Objective: T-cell activation is a major pathway driving HIV disease progression. Little is known regarding the impact of T-cell activation on HIV-associated atherosclerosis and cardiovascular disease, a common comorbidity in HIV infection. We hypothesized that T-cell activation will predict vascular stiffness, a measure of subclinical atherosclerosis.
Design: Linear regression models evaluated the covariate-adjusted association of T-cell activation with vascular stiffness.
Methods: CD38 and HLA-DR expression on CD4+ and CD8+ T cells was assessed by flow cytometry among 59 HIV-negative and 376 HIV-infected (185 hepatitis C coinfected) women in the Women's Interagency HIV Study. T-cell activation was defined by CD8+CD38+DR+ and CD4+CD38+DR+. Multiple activation assessments over 6.5 years were averaged. In 140 women, T-cell activation was measured before and after highly active antiretroviral therapy (HAART) initiation. Carotid artery ultrasounds were completed a median of 6.5 years after last measurement of T-cell activation and carotid artery stiffness including distensibility and elasticity were calculated.
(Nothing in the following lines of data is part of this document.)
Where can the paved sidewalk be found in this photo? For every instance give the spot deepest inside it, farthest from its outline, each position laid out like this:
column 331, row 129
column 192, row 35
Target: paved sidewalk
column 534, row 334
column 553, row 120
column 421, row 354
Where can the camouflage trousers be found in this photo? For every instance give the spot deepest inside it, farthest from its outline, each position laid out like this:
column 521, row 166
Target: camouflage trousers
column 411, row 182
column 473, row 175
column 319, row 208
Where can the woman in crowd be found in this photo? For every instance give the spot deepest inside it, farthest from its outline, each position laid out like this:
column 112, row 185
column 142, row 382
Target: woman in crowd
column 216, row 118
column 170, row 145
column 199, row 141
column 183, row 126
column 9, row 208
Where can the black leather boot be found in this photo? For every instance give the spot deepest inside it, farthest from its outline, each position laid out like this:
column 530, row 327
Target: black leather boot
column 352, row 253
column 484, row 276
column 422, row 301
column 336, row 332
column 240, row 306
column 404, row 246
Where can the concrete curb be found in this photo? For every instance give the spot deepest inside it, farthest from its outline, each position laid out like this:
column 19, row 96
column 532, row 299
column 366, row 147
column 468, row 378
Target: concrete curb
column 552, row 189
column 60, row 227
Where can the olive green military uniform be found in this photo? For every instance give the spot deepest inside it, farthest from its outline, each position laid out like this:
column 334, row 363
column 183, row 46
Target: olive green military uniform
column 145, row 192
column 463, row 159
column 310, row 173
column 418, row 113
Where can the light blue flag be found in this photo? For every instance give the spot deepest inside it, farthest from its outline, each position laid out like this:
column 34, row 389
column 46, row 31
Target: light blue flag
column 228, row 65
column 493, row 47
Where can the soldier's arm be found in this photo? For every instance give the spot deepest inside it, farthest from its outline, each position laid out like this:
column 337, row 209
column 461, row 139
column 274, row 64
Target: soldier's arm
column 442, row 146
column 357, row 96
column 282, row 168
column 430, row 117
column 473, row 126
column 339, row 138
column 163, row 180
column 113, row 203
Results: Percentages of CD4+ and CD8+ T-cell activation were significantly higher in HIV- infected compared with HIV-negative women. Among HIV-negative women, T-cell activation was not associated with carotid artery stiffness. Among HIV-infected women, higher CD4+ T-cell activation levels significantly predicted increased arterial stiffness independent of CD4 cell count and HIV RNA. The association was stronger among HIV/hepatitis C–coinfected women compared with HIV-monoinfected women; however, the difference was not statistically significant (P for interaction >0.05). Pre- and post-HAART levels of CD4+ T-cell activation significantly predicted carotid artery stiffness.
Conclusions: Persistent T-cell activation, even after HAART initiation, can contribute to structural and/or functional vascular damage accelerating atherogenesis in HIV infection. These results need to be confirmed in a longitudinal prospective study.